Tivoli passa a Teatro Tivoli BBVA

tivoliO Teatro Tivoli passou ontem a chamar-se Teatro Tivoli BBVA.

O anúncio surge algumas semanas após a UAU ter adquirido este espaço, sito em plena Avenida da Liberdade, num negócio cujos valores Paulo Dias, administrador-geral da produtora, preferiu não avançar.

A parceria com o BBVA, prevista para os próximos 15 anos, garantirá a sustentabilidade financeira do Teatro Tivoli, permitindo não só o melhoramento das infra-estruturas como o reforço da programação. A associação ao teatro vem, por sua vez, responder à necessidade que o BBVA tinha de um espaço onde pudesse desenvolver «actividades não só de negócios, mas também culturais», garantiu Alberto Charro, administrador-delegado do BBVA para o mercado português.

A estratégia de naming, pioneira em Portugal no que toca a espaços culturais, faz-se acompanhar por uma mudança de identidade visual, que apresenta agora os traços da instituição bancária espanhola.

«O Teatro Tivoli é e será sempre uma sala de acolhimento.
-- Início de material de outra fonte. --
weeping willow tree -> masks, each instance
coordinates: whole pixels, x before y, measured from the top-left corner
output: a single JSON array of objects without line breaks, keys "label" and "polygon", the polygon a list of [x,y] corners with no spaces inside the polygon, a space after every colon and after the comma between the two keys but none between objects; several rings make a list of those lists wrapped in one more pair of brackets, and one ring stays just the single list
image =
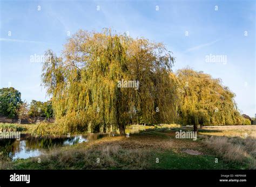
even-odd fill
[{"label": "weeping willow tree", "polygon": [[177,71],[179,105],[178,113],[183,124],[239,125],[242,119],[234,100],[235,95],[220,79],[190,68]]},{"label": "weeping willow tree", "polygon": [[175,119],[174,59],[161,43],[79,30],[60,57],[50,50],[45,56],[42,83],[64,132],[119,129],[123,135],[132,123]]}]

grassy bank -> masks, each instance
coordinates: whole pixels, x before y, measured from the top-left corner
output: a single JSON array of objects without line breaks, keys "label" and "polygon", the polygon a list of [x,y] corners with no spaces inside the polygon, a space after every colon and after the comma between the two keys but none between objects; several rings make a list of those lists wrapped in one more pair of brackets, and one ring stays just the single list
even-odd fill
[{"label": "grassy bank", "polygon": [[[252,153],[255,139],[248,140],[252,143],[251,147],[248,145],[242,148],[252,154],[250,159],[246,154],[231,157],[237,154],[239,148],[229,149],[231,145],[215,140],[226,137],[205,135],[206,131],[214,132],[203,129],[197,141],[176,139],[177,129],[180,128],[154,128],[130,134],[129,138],[107,137],[83,142],[52,150],[38,157],[17,160],[6,164],[6,169],[245,169],[255,167],[255,155]],[[241,149],[246,142],[233,141],[230,143],[232,147]]]}]

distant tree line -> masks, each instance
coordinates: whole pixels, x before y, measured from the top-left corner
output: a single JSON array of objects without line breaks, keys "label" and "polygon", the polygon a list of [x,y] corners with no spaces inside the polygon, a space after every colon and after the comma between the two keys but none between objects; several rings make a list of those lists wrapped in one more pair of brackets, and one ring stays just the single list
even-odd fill
[{"label": "distant tree line", "polygon": [[38,117],[52,118],[53,113],[51,101],[42,102],[32,100],[30,104],[22,101],[21,92],[14,88],[0,89],[0,114],[14,119],[33,118],[33,122]]},{"label": "distant tree line", "polygon": [[162,43],[106,29],[80,30],[64,46],[60,57],[45,52],[42,81],[51,100],[28,105],[18,90],[2,88],[1,114],[28,116],[33,122],[54,116],[65,132],[116,128],[121,135],[132,124],[176,123],[192,125],[194,131],[251,124],[220,79],[190,68],[173,73],[175,59]]}]

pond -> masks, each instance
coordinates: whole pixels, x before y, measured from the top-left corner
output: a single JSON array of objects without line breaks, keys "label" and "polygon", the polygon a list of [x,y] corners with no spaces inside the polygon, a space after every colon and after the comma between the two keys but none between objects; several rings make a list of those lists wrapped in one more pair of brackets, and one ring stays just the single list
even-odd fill
[{"label": "pond", "polygon": [[109,134],[88,133],[70,138],[35,137],[30,134],[21,134],[19,140],[16,139],[0,140],[0,153],[12,160],[27,159],[44,154],[53,148],[72,146],[84,141],[93,141],[109,136]]}]

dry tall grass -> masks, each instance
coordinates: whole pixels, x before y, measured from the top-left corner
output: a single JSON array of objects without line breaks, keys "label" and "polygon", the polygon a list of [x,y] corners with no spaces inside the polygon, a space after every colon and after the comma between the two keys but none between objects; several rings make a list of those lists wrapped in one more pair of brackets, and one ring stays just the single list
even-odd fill
[{"label": "dry tall grass", "polygon": [[238,162],[256,169],[256,140],[247,137],[206,136],[203,141],[227,162]]}]

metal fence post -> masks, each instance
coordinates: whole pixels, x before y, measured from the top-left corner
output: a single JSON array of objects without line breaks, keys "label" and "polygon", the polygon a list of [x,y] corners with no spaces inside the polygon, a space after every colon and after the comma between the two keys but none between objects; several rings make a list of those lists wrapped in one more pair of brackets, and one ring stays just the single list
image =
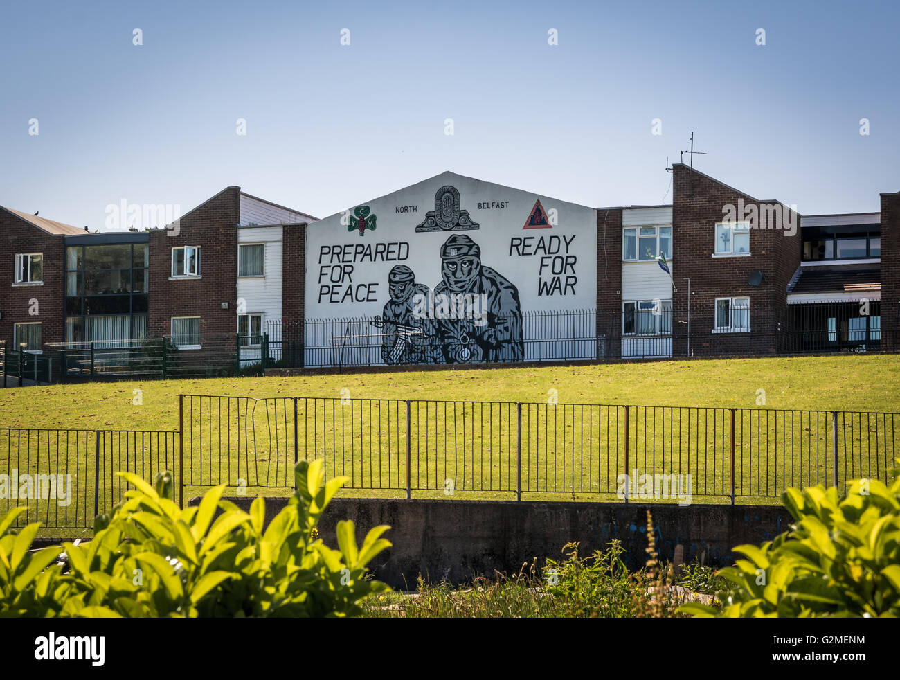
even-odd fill
[{"label": "metal fence post", "polygon": [[94,516],[100,514],[100,431],[94,431]]},{"label": "metal fence post", "polygon": [[631,490],[631,477],[628,476],[628,407],[625,407],[625,502],[628,503],[628,492]]},{"label": "metal fence post", "polygon": [[[293,398],[293,464],[297,465],[297,397]],[[294,477],[294,490],[297,488],[297,478]]]},{"label": "metal fence post", "polygon": [[522,500],[522,403],[516,403],[516,500]]},{"label": "metal fence post", "polygon": [[178,394],[178,507],[184,507],[184,395]]},{"label": "metal fence post", "polygon": [[406,400],[406,498],[412,497],[412,485],[410,484],[410,463],[412,459],[412,428],[410,422],[410,400]]},{"label": "metal fence post", "polygon": [[734,504],[734,409],[731,410],[731,463],[729,465],[731,475],[731,498],[732,505]]},{"label": "metal fence post", "polygon": [[[832,462],[833,464],[832,479],[834,486],[838,485],[838,412],[832,412]],[[840,489],[838,489],[840,493]]]}]

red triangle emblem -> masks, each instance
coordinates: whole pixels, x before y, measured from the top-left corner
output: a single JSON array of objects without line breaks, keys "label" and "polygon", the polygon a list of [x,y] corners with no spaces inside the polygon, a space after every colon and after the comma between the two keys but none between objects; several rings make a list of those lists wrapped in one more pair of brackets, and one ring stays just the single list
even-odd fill
[{"label": "red triangle emblem", "polygon": [[540,198],[535,201],[535,207],[528,213],[528,219],[525,221],[525,226],[522,229],[553,229],[553,224],[550,223],[547,213],[544,212],[544,206],[541,205]]}]

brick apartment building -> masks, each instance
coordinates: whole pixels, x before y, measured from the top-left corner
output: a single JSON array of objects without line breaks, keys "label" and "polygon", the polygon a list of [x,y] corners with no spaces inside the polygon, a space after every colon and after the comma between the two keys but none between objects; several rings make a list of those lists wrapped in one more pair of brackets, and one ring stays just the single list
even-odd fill
[{"label": "brick apartment building", "polygon": [[[559,204],[561,210],[574,211],[573,215],[590,215],[590,222],[583,224],[578,221],[580,218],[572,218],[574,222],[570,219],[574,231],[565,239],[579,238],[582,248],[581,239],[589,240],[590,249],[577,254],[582,258],[578,277],[570,278],[572,291],[576,280],[590,282],[594,309],[588,311],[590,324],[587,331],[573,330],[572,324],[547,331],[550,326],[540,325],[544,323],[541,314],[524,310],[525,360],[895,348],[900,307],[896,257],[900,254],[900,193],[882,194],[879,213],[799,215],[777,199],[756,199],[683,164],[675,164],[671,172],[670,204],[594,209]],[[452,174],[432,180],[482,186],[479,180]],[[428,198],[420,200],[415,194],[415,198],[406,201],[411,204],[395,208],[396,214],[412,213],[408,220],[410,227],[421,222],[430,207],[428,201],[434,190],[428,183],[432,180],[407,187],[421,189]],[[529,218],[537,222],[526,222],[524,228],[548,231],[510,231],[514,234],[511,242],[521,243],[525,238],[516,233],[555,233],[553,230],[558,227],[542,222],[540,216],[544,206],[549,206],[549,212],[555,210],[554,199],[483,185],[484,191],[497,194],[499,199],[524,196],[526,203],[523,204],[531,205],[537,198],[533,213],[536,218]],[[455,192],[457,220],[450,231],[470,230],[460,233],[469,234],[464,237],[469,239],[466,242],[475,237],[476,257],[483,257],[486,264],[502,270],[504,265],[499,265],[497,258],[500,254],[511,257],[512,247],[509,253],[500,253],[497,248],[486,248],[485,240],[491,234],[488,219],[495,214],[505,219],[502,211],[510,211],[509,200],[474,202],[469,197],[473,190],[464,191],[461,198],[454,186],[439,187],[438,195],[448,188],[451,191],[444,197],[453,213]],[[387,198],[401,195],[401,192]],[[438,195],[435,211],[428,214],[439,220]],[[378,204],[377,200],[381,199],[369,203]],[[467,204],[467,200],[474,203]],[[364,207],[368,211],[368,205]],[[369,218],[359,213],[364,216],[358,230],[353,225],[360,222],[353,222],[351,217],[347,229],[342,221],[338,230],[328,233],[337,240],[339,231],[340,238],[353,239],[357,253],[361,249],[364,251],[364,245],[372,243],[375,235],[390,236],[394,222],[386,220],[400,219],[391,214],[392,210],[388,214],[384,208],[378,212],[382,213],[379,226],[384,225],[380,231],[375,231],[374,218],[367,226]],[[465,218],[458,222],[460,214],[470,213],[469,222]],[[509,215],[510,223],[517,223],[517,219]],[[416,228],[416,238],[431,239],[428,242],[436,247],[439,241],[435,239],[444,237],[429,234],[439,230],[423,227],[427,221]],[[0,267],[0,341],[4,342],[7,354],[24,344],[28,352],[51,356],[59,349],[83,347],[91,341],[114,344],[166,336],[184,351],[202,352],[212,346],[210,339],[214,337],[227,338],[222,341],[230,342],[233,350],[234,338],[239,335],[244,339],[237,340],[241,342],[239,351],[252,358],[258,356],[260,336],[278,327],[293,329],[309,350],[321,342],[310,335],[309,327],[318,324],[320,330],[322,320],[316,319],[316,324],[307,322],[310,313],[309,300],[316,301],[310,297],[313,292],[307,289],[311,279],[306,262],[321,264],[320,250],[326,248],[319,246],[316,252],[308,252],[309,230],[330,230],[329,225],[336,223],[328,219],[320,225],[317,222],[300,211],[248,195],[238,186],[223,189],[166,229],[146,231],[88,233],[85,229],[0,208],[0,260],[8,263]],[[347,235],[347,231],[352,233]],[[372,235],[364,238],[366,233]],[[593,253],[595,240],[596,259],[585,265],[583,257]],[[346,242],[349,247],[351,241]],[[480,249],[485,252],[478,254]],[[576,255],[570,257],[574,263]],[[523,257],[519,261],[526,260]],[[410,264],[417,269],[417,279],[431,274],[425,264],[411,260]],[[364,279],[358,265],[349,267],[356,267],[352,275],[356,279],[350,277],[351,280],[358,283],[360,276]],[[395,269],[403,267],[392,271]],[[542,265],[540,271],[544,270]],[[518,282],[523,295],[530,295],[523,287],[529,285],[526,272],[508,269],[507,276]],[[372,286],[380,284],[367,285],[374,290]],[[583,288],[580,290],[583,295]],[[572,303],[564,295],[554,299],[556,306],[546,314],[569,313],[566,304]],[[380,312],[382,304],[373,309]],[[380,317],[361,322],[359,327],[368,329],[363,332],[353,330],[356,327],[341,314],[335,317],[334,328],[328,331],[328,342],[333,344],[335,337],[373,337],[373,343],[382,341],[376,337],[380,331],[373,331]],[[331,357],[334,352],[327,354]],[[381,362],[372,358],[381,356],[378,353],[364,356],[363,363]],[[333,359],[318,361],[320,365],[329,362]],[[306,365],[316,363],[306,361]]]}]

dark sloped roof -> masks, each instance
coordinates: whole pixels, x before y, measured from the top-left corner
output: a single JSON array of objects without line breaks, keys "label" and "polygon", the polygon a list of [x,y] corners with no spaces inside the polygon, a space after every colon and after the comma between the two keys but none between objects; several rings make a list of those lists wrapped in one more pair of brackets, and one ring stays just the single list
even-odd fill
[{"label": "dark sloped roof", "polygon": [[791,293],[853,293],[881,290],[878,269],[805,270]]}]

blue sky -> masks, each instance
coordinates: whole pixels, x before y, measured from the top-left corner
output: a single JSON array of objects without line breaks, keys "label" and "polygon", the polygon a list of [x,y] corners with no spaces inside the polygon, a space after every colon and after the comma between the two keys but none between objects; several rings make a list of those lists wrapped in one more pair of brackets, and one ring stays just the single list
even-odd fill
[{"label": "blue sky", "polygon": [[900,190],[896,3],[62,2],[2,16],[0,204],[92,230],[122,198],[186,212],[230,185],[323,217],[446,169],[659,204],[691,131],[698,169],[803,213],[878,210]]}]

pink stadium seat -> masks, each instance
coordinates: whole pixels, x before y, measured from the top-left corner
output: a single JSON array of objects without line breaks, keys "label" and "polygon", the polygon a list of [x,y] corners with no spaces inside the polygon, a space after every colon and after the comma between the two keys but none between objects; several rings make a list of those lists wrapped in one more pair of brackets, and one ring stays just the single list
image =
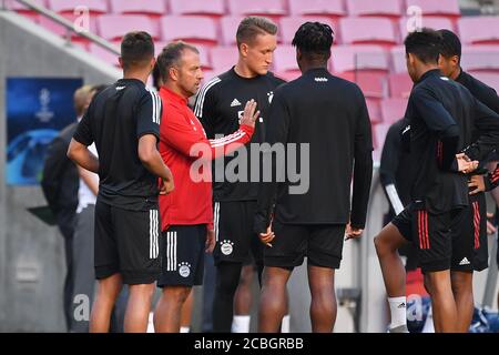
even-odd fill
[{"label": "pink stadium seat", "polygon": [[210,45],[218,41],[215,20],[203,16],[162,17],[161,33],[163,41],[184,40]]},{"label": "pink stadium seat", "polygon": [[[104,62],[106,62],[108,64],[114,65],[116,68],[120,68],[120,62],[118,60],[119,55],[114,55],[113,53],[111,53],[110,51],[103,49],[102,47],[95,44],[95,43],[90,43],[89,44],[89,49],[90,52],[102,59]],[[119,50],[119,45],[116,43],[116,49]]]},{"label": "pink stadium seat", "polygon": [[381,110],[378,100],[366,99],[367,111],[371,123],[383,122]]},{"label": "pink stadium seat", "polygon": [[225,14],[223,0],[170,0],[172,14]]},{"label": "pink stadium seat", "polygon": [[499,17],[461,18],[458,27],[462,43],[499,43]]},{"label": "pink stadium seat", "polygon": [[414,83],[407,72],[393,73],[388,75],[388,87],[391,98],[407,99],[410,95]]},{"label": "pink stadium seat", "polygon": [[470,71],[499,71],[498,45],[468,45],[462,48],[461,65]]},{"label": "pink stadium seat", "polygon": [[228,0],[228,10],[232,14],[286,14],[282,0]]},{"label": "pink stadium seat", "polygon": [[48,0],[49,8],[59,13],[73,13],[78,7],[86,7],[91,13],[106,13],[106,0]]},{"label": "pink stadium seat", "polygon": [[211,50],[212,67],[217,73],[222,73],[231,69],[237,62],[237,48],[231,47],[214,47]]},{"label": "pink stadium seat", "polygon": [[407,0],[407,8],[419,7],[424,16],[445,16],[456,18],[461,14],[459,0]]},{"label": "pink stadium seat", "polygon": [[389,70],[387,53],[379,45],[359,44],[333,47],[332,62],[335,72]]},{"label": "pink stadium seat", "polygon": [[334,21],[327,17],[314,17],[313,20],[310,20],[310,18],[307,17],[286,17],[281,19],[278,33],[281,34],[281,40],[283,41],[283,43],[291,44],[298,28],[307,21],[318,21],[322,23],[329,24],[335,31],[335,42],[337,43],[336,41],[337,27],[334,23]]},{"label": "pink stadium seat", "polygon": [[357,16],[384,16],[398,18],[401,14],[401,0],[347,0],[348,14]]},{"label": "pink stadium seat", "polygon": [[102,14],[98,18],[99,34],[106,40],[121,40],[130,31],[145,31],[160,38],[157,22],[145,14]]},{"label": "pink stadium seat", "polygon": [[339,20],[339,29],[345,44],[397,43],[394,23],[385,18],[344,18]]},{"label": "pink stadium seat", "polygon": [[294,16],[343,17],[346,14],[342,0],[289,0],[289,12]]},{"label": "pink stadium seat", "polygon": [[404,45],[394,47],[390,50],[390,55],[394,71],[396,73],[406,73],[406,49],[404,48]]},{"label": "pink stadium seat", "polygon": [[292,45],[278,45],[274,52],[274,70],[276,72],[297,71],[299,72],[298,64],[296,63],[296,49]]},{"label": "pink stadium seat", "polygon": [[223,44],[233,45],[236,43],[237,27],[244,19],[242,16],[228,16],[221,20]]},{"label": "pink stadium seat", "polygon": [[406,114],[407,99],[385,99],[381,101],[383,122],[391,124]]},{"label": "pink stadium seat", "polygon": [[476,72],[473,77],[499,92],[499,73]]},{"label": "pink stadium seat", "polygon": [[[452,32],[456,31],[456,29],[454,28],[454,23],[449,18],[422,17],[421,20],[421,27],[424,28],[426,27],[434,30],[450,30]],[[408,27],[410,28],[411,32],[416,30],[416,23],[414,21],[408,18],[401,18],[399,20],[401,42],[404,42],[405,38],[408,34]]]},{"label": "pink stadium seat", "polygon": [[111,9],[114,13],[135,13],[163,16],[166,12],[164,0],[110,0]]}]

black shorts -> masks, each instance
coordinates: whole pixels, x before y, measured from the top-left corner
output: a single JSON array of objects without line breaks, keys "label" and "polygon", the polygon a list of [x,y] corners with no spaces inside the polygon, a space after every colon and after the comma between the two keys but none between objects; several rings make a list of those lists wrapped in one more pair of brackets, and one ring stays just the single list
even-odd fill
[{"label": "black shorts", "polygon": [[410,204],[391,223],[418,250],[422,272],[444,270],[473,271],[472,235],[462,232],[470,227],[469,209],[431,214],[422,206]]},{"label": "black shorts", "polygon": [[124,284],[150,284],[160,274],[157,206],[129,211],[101,202],[95,204],[95,277],[120,273]]},{"label": "black shorts", "polygon": [[263,244],[253,232],[255,211],[256,201],[214,203],[215,265],[221,262],[263,263]]},{"label": "black shorts", "polygon": [[206,224],[172,225],[160,240],[159,287],[203,284]]},{"label": "black shorts", "polygon": [[308,264],[329,268],[339,268],[342,262],[345,225],[282,224],[274,221],[275,239],[272,247],[264,246],[264,265],[293,268]]}]

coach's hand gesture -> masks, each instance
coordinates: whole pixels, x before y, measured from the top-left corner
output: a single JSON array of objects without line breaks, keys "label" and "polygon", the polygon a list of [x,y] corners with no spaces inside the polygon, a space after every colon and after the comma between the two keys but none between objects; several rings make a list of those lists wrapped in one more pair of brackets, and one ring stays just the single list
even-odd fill
[{"label": "coach's hand gesture", "polygon": [[241,119],[240,124],[246,124],[249,126],[255,126],[255,122],[259,116],[259,111],[256,111],[256,101],[249,100],[246,102],[246,106],[244,108],[243,118]]}]

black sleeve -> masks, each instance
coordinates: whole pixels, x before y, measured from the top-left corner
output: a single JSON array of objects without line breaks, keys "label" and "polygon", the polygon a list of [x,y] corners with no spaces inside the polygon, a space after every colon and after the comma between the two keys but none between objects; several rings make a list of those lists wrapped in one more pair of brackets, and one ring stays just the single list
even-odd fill
[{"label": "black sleeve", "polygon": [[451,170],[459,145],[459,126],[442,103],[427,89],[414,90],[410,97],[418,115],[428,130],[439,139],[437,161],[441,169]]},{"label": "black sleeve", "polygon": [[272,161],[272,180],[266,182],[261,180],[258,185],[258,202],[255,213],[254,231],[256,233],[266,232],[271,224],[271,214],[274,209],[275,196],[277,193],[277,174],[281,174],[285,166],[283,162],[277,162],[275,154],[272,153],[272,145],[275,143],[286,144],[287,133],[289,129],[289,111],[283,95],[277,91],[272,100],[268,111],[268,125],[265,142],[268,143],[262,146],[262,156],[265,160]]},{"label": "black sleeve", "polygon": [[41,186],[43,195],[54,214],[58,212],[59,187],[61,186],[61,176],[67,168],[68,144],[61,136],[55,136],[47,148],[43,162],[43,174]]},{"label": "black sleeve", "polygon": [[353,227],[364,229],[373,180],[373,136],[366,100],[361,93],[354,149],[355,165],[350,224]]},{"label": "black sleeve", "polygon": [[161,116],[161,98],[153,91],[146,91],[141,98],[136,112],[136,138],[154,134],[160,140]]},{"label": "black sleeve", "polygon": [[73,139],[81,144],[86,146],[91,145],[95,138],[92,132],[91,116],[93,112],[93,105],[90,104],[85,114],[81,119],[80,123],[78,123],[77,131],[73,134]]},{"label": "black sleeve", "polygon": [[499,115],[473,98],[475,126],[478,140],[464,150],[471,160],[482,161],[499,145]]},{"label": "black sleeve", "polygon": [[207,83],[196,98],[194,104],[194,114],[200,120],[206,136],[211,140],[215,139],[215,121],[216,121],[216,88],[215,84]]}]

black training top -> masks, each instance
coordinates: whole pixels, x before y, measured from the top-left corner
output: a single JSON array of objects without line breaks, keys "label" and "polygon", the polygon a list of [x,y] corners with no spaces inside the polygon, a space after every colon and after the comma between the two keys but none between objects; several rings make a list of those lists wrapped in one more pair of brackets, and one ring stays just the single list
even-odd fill
[{"label": "black training top", "polygon": [[139,159],[139,139],[160,139],[162,105],[136,79],[121,79],[96,95],[74,140],[99,153],[99,199],[116,207],[145,211],[157,201],[157,178]]},{"label": "black training top", "polygon": [[[471,160],[486,158],[499,142],[499,116],[465,87],[430,70],[414,87],[406,118],[414,163],[411,201],[424,202],[430,213],[467,205],[467,180],[457,172],[455,155],[464,150]],[[480,136],[471,144],[473,130]]]},{"label": "black training top", "polygon": [[[284,80],[274,77],[271,72],[252,79],[242,78],[237,75],[233,68],[204,85],[197,95],[194,113],[203,124],[208,139],[225,136],[238,130],[244,106],[247,101],[254,99],[257,103],[256,109],[261,111],[261,114],[255,124],[255,132],[251,143],[261,143],[265,136],[268,106],[274,97],[274,91],[284,82]],[[241,180],[236,182],[227,181],[225,174],[221,175],[221,172],[227,169],[232,160],[230,156],[222,156],[214,162],[214,201],[256,200],[257,182],[255,181],[256,179],[251,179],[252,169],[249,168],[252,160],[255,160],[256,156],[251,154],[248,144],[246,145],[246,153],[247,174],[243,174],[236,166],[234,171],[241,176]]]},{"label": "black training top", "polygon": [[[275,220],[281,223],[352,221],[353,226],[363,229],[373,178],[373,141],[360,89],[326,69],[313,69],[275,91],[268,116],[266,142],[285,143],[288,148],[296,143],[302,148],[296,155],[287,154],[284,182],[275,179],[275,172],[285,170],[283,162],[276,162],[269,149],[264,151],[267,159],[274,156],[274,179],[259,186],[255,232],[266,231],[274,201]],[[301,158],[304,144],[309,144],[309,156]],[[293,169],[296,160],[297,169]],[[289,165],[292,172],[302,174],[299,181],[289,176]],[[304,191],[304,186],[308,189]]]}]

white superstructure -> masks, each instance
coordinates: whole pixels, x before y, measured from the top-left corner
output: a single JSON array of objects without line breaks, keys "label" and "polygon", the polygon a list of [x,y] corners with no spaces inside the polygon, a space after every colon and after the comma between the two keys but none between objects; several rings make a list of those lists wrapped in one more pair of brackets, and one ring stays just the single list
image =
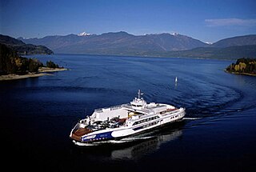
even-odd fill
[{"label": "white superstructure", "polygon": [[185,108],[146,102],[141,97],[128,104],[102,108],[80,120],[70,132],[70,138],[79,145],[109,139],[120,139],[146,132],[165,124],[182,120]]}]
Apesar de ser a casa-mãe da UAU, vamos manter toda a programação das outras produtoras que cá estão e que vão continuar a estar. É, aliás, importantíssimo que assim seja, já que é vital para o sucesso financeiro do projecto», garantiu Paulo Dias. Paralelamente às actividades culturais, o Teatro Tivoli continuará também a ser palco de eventos, não só no seu Salão Nobre mas também em locais até agora sub-aproveitados, como um espaço com 1200 m2 em open space, fechado desde uma obra feita há alguns anos. A partir do próximo ano o espaço acolherá actividades paralelas ao teatro, que «não estão ainda definidas», refere Paulo Dias.

Os responsáveis não revelaram, no entanto, os valores envolvidos no projecto, por considerarem este denominador “inqualificável”. «Para nós o valor desta parceria é enorme. O custo é razoável», afirmou Alberto Charro, mantendo o secretismo.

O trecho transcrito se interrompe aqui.